7. The device for improving the measurement precision of the laser tracker is characterized by comprising a length standard device and the laser tracker; the laser interferometer of the length standard device is fixed on the length standard device, and the laser tracker is stably erected; the method comprises the steps that a moving platform moves on a guide rail of a length standard device, a plurality of stay points are selected on a moving path to serve as standard points, a laser interferometer measures the standard points to obtain length observables, and a laser tracker measures the standard points to obtain horizontal observables, zenith distance observables and side length observables; changing the erection direction and/or position of the laser tracker, repeating the measurement steps to ensure that the horizontal direction observed quantity of the laser tracker covers the range of 0-360 degrees, the zenith distance observed quantity covers the range of 0-180 degrees and the side length observed quantity covers the measurement radius of the laser tracker; correcting the observed quantity of the target point according to the observed quantity of the target point and the calculated correction of the observed quantity of the target point and the calculated precision of the deviation value of the observed quantity of the target point to obtain the correction of the observed quantity of the target point, and adding the observed quantity of the target point and the correction of the observed quantity of the target point to obtain the observed quantity after the correction of the target point.
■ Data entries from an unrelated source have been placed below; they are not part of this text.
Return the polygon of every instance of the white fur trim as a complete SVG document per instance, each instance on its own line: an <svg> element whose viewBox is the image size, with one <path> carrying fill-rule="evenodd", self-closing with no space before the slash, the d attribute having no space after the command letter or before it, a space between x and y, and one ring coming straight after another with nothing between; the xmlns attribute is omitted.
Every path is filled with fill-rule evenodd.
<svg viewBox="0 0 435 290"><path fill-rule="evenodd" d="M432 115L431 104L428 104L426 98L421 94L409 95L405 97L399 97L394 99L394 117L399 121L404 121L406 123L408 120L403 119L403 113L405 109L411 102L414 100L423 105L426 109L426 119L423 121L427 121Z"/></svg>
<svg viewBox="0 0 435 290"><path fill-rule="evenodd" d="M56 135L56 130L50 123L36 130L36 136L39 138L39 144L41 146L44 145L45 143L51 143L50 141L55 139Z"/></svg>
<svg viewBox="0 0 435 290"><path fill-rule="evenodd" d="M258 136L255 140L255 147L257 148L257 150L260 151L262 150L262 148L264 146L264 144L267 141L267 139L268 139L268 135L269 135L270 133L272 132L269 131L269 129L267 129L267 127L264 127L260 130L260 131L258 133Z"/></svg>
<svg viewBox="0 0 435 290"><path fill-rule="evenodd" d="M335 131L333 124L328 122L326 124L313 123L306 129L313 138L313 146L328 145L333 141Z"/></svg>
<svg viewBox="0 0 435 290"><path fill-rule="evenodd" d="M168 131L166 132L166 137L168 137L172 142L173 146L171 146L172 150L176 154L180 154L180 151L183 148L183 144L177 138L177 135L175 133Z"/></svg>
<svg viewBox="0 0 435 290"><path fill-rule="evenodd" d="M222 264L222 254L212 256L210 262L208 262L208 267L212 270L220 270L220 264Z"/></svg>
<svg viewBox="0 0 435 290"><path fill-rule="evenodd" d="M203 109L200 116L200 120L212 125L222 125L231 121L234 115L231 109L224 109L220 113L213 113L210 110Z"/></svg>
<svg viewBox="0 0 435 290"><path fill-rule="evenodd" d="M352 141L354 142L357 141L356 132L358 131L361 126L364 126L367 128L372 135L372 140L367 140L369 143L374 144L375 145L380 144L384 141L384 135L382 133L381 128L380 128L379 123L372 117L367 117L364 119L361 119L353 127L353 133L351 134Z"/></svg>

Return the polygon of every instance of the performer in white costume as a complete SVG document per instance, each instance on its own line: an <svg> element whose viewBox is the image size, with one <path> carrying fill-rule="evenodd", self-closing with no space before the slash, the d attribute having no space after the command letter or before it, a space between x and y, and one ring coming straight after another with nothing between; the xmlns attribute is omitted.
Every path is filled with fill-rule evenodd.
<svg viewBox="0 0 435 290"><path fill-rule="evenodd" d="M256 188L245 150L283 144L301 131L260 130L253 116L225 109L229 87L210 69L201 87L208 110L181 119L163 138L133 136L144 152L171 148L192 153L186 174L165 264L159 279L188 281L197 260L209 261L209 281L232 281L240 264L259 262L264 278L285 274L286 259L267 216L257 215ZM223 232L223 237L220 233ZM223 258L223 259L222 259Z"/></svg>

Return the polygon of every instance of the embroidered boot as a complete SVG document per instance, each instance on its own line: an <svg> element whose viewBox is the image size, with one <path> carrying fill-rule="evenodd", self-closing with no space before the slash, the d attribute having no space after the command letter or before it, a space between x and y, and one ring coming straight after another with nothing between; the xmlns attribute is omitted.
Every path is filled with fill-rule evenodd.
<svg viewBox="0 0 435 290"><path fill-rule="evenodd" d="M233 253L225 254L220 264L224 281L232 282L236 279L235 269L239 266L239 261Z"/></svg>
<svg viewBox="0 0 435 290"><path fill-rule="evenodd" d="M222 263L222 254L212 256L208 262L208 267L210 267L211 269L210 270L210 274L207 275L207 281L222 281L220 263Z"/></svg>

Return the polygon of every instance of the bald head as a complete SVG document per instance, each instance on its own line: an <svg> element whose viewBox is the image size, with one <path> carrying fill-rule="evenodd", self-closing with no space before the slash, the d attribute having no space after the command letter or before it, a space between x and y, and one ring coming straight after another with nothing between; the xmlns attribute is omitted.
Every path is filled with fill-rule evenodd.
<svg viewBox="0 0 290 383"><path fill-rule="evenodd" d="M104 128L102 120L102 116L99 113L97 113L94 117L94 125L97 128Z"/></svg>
8. The apparatus for improving the measurement accuracy of a laser tracker according to claim 7, wherein the calculation process for obtaining the observed quantity correction of the target point is:

establishing a function model and a random model of the observed quantity of the calibration point, combining the function model and the random model, obtaining a correction equation of the observed quantity and a variance array of the observed quantity allowance according to a least square principle, substituting the observed quantity of the calibration point into the correction equation of the observed quantity and the variance array of the observed quantity allowance to obtain the correction of the observed quantity of the calibration point and the precision of the observed quantity allowance of the calibration point respectively; and carrying out interpolation correction on the observed quantity of the target point according to the observed quantity of the target point, the correction of the observed quantity of the target point and the precision of the deviation value of the observed quantity of the target point, and obtaining the correction of the observed quantity of the target point.

9. The apparatus for improving the measurement accuracy of a laser tracker according to claim 8, wherein the calculation process of interpolation correction of observed quantity of the target point is:

constructing a sphere by taking the origin of a laser tracker instrument coordinate system as the sphere center, mapping a standard point and a target point on the surface of the sphere, interpolating the horizontal direction observed quantity of the target point, selecting the standard points which are adjacent around the standard point and have higher precision than the prior precision of the horizontal direction observed quantity of the target point, and performing interpolation calculation to obtain the correction of the horizontal direction observed quantity of the target point;

and similarly, interpolating the observed quantity of the zenith distance of the target point to obtain the correction of the observed quantity of the zenith distance of the target point.